A Capa de Santo
Certo discípulo, extremamente aplicado ao Infinito Bem, depois
de largo tempo ao lado do Divino Mestre recebeu a incumbência de servi-lo entre
os homens da Terra.
Desceu da Esfera Superior em que se demorava e nasceu entre as criaturas para
ser carpinteiro.
Operário digno e leal, muita vez experimentou conflitos amargurosos, mas,
fervoroso, apegava-se à proteção dos santos e terminou a primeira missão
admiravelmente.
Tornou ao céu, jubiloso, e recebeu encargos de marinheiro.
Regressou à carne e trabalhou assíduo, em viagens inúmeras, espalhando
benefícios em nome do Senhor.
Momentos houve em que a tempestade o defrontou ameaçador, mas o aprendiz, nas
lides do mar, recorria aos Heróis Bem-Aventurados e entesourou forças para
vencer.
Rematou o serviço de maneira louvável e voltou à Casa Celeste, de onde retornou
ao mundo para ser copista.
Exercitaram-se, então, pacientemente, nos trabalhos de escrita, gravando
luminosos ensinamentos dos sábios; e, quando a aflição ou o enigma lhe visitaram
a alma, lembrava-se dos Benfeitores Consagrados e nunca permaneceu sem o alívio
esperado.
Novamente restituído ao Domicílio do Alto, sempre louvado pela conduta
irrepreensível, desceu aos círculos de luta comum para ser lavrador.
Serviu com inexprimível abnegação à gleba em que renascera e, se as dores lhe
buscavam o coração ou o lar, suplicava os bons ofícios dos Advogados dos
Pecadores e jamais ficou desamparado.
Depois de precioso descanso, ressurgiu no campo humano para exercitar-se no
domínio das ciências e das artes.
Foi aluno de filosofia e encontrou numerosas tentações contra a fé espontânea
que lhe sustentava a alma simples e estudiosa; todavia em todos os percalços do
caminho, implorava a cooperação dos Grandes Instrutores da Perfeição, que haviam
conquistado a láurea da santidade, nas mais diversas nações, e atravessaram
ilesas, as provas difíceis.
Logo após, foi médico e surpreendeu padecimentos que nunca imaginara.
Afligiram-se milhares de vezes ante as agruras de muitos destinos lamentáveis;
refugiou-se na paciência, pediu socorro dos Protetores da Humanidade e, com o
patrocínio deles, venceu, mais uma vez.
Tamanha devoção adquiriu que não sabia mais trabalhar sem recurso imediato ao
concurso dos Espíritos Glorificados na própria sublimação.
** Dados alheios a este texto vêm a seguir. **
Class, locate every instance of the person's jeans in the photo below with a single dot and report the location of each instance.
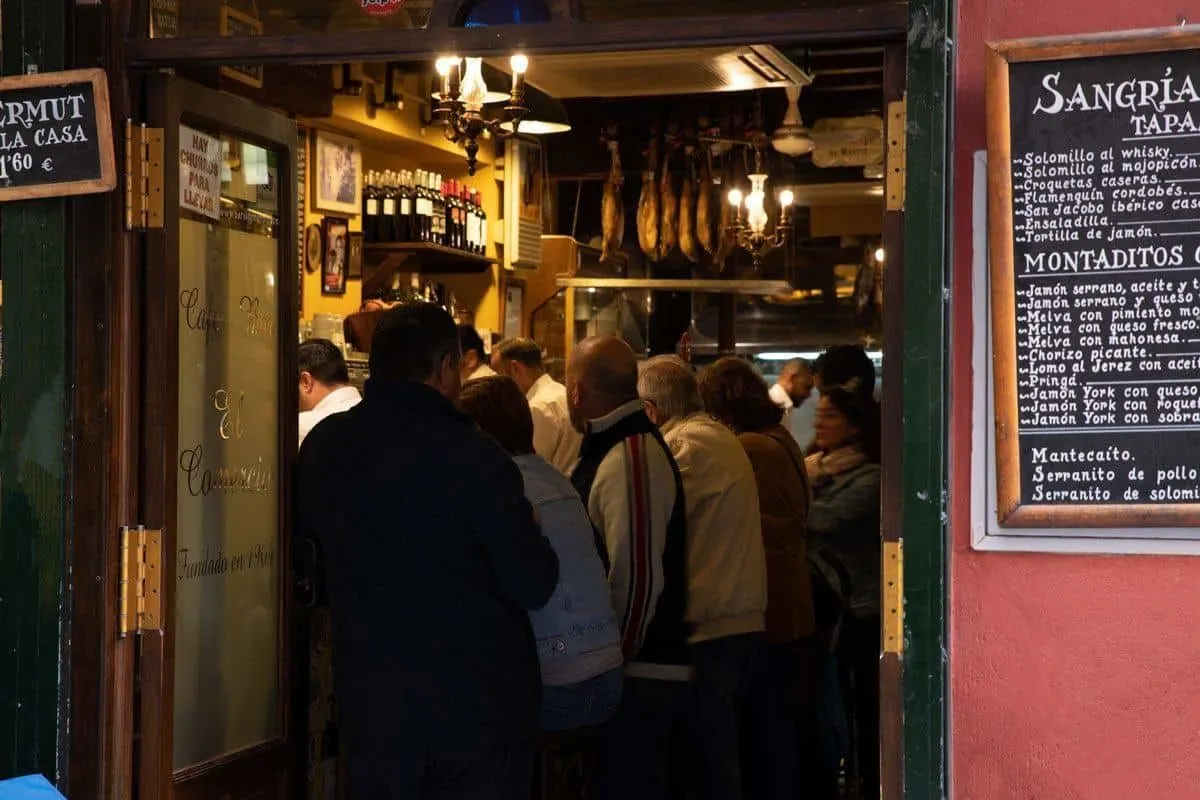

Para ela, semelhantes benfeitores seriam campeões da graça, privilegiados do Pai
Supremo ou súdito favorecidos do Trono Eterno. E, por isso, prossegui
trabalhando, agarrando-se-lhes à colaboração.
Foi alfaiate, escultor, poeta, músico, escritor, professor, administrador,
condutor, legislador e sempre se retirou da Terra com distinção.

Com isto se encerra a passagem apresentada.